CHAPTER 35
Author: Ng
last update2025-03-06 23:44:59

A World Outside the System

The world around us wasn’t fully formed. Buildings stood half-finished, their structures dissolving into static at the edges. The sky above flickered between shades of gray and deep violet, glitching in and out like a bad signal. It was a place that wasn’t supposed to exist—an abandoned zone, untouched by The Overseers.

Kane and I stood in the middle of the street, our breaths visible in the eerie cold air. She kept a tight grip on the device we’d stolen, her knuckles white from the pressure.

“This place feels wrong,” she murmured. “Like it’s waiting to disappear.”

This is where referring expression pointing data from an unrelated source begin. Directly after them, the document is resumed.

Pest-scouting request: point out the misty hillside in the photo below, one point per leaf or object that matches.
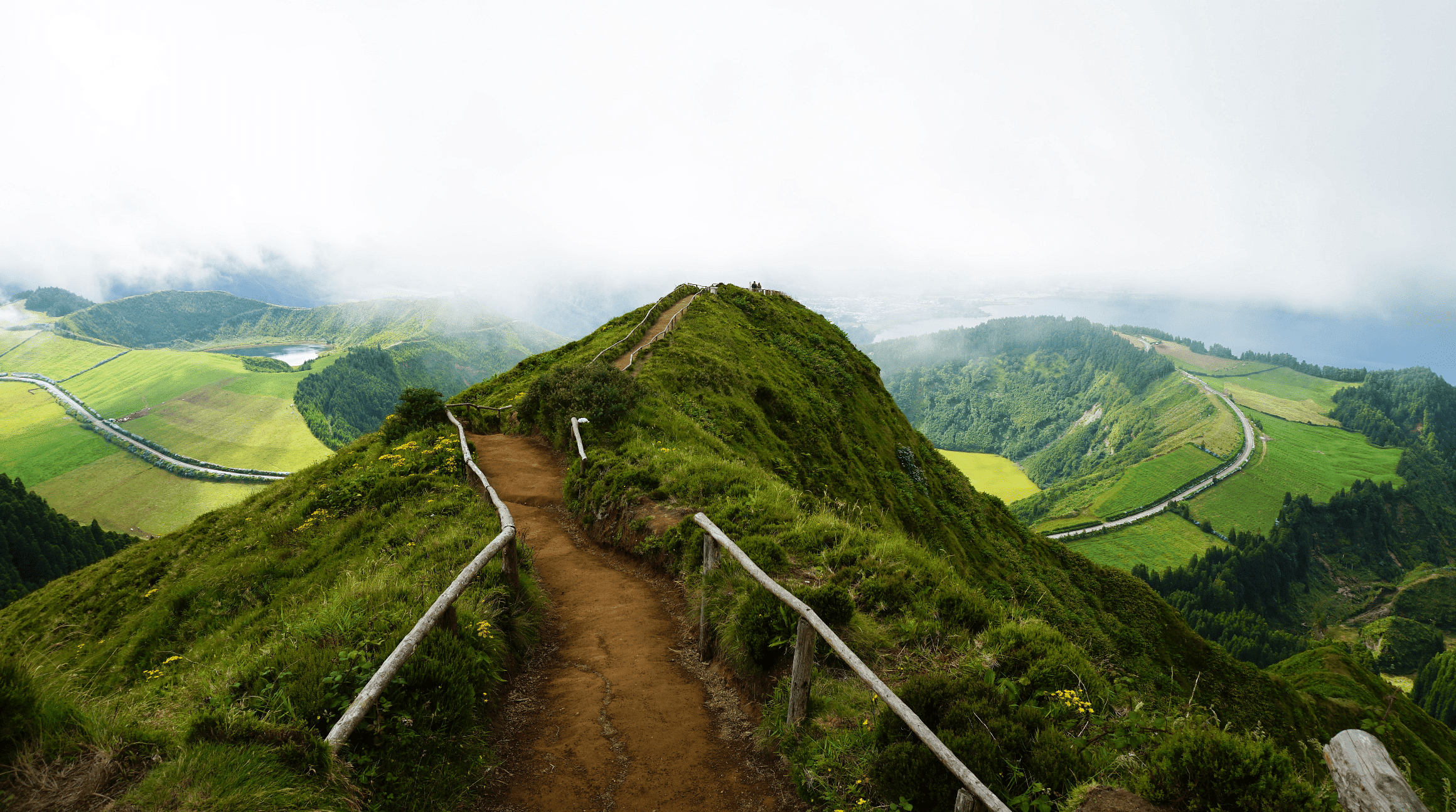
(229, 646)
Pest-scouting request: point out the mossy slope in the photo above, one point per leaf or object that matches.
(763, 415)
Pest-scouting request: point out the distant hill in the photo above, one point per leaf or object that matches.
(53, 302)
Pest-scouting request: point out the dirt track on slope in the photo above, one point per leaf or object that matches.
(616, 713)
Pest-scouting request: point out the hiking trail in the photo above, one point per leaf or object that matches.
(615, 712)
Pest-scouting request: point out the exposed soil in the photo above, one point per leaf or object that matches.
(651, 334)
(615, 712)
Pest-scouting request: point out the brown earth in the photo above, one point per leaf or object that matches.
(651, 332)
(616, 712)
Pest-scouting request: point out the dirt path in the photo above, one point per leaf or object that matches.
(616, 718)
(651, 334)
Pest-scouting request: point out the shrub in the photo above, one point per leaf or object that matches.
(419, 408)
(597, 392)
(1207, 769)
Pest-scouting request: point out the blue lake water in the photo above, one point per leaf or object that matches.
(1339, 341)
(290, 354)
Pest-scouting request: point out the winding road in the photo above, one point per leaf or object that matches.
(1190, 491)
(102, 425)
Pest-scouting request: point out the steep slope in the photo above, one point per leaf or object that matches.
(762, 415)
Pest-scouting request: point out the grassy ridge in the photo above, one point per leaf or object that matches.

I agreed. The world here wasn’t stable. It was like standing on the edge of a dream, just before waking up.

Then, a figure emerged from the shadows. A man, dressed in a dark, tattered coat, his face partially hidden beneath the hood. He stepped forward with a calculated slowness, his hands raised in a gesture of peace.

“I was wondering when you’d find your way here,” he said.

Kane tensed beside me, shifting her stance slightly—ready to strike if needed. I could feel my own muscles coil, my instincts screaming at me to be cautious.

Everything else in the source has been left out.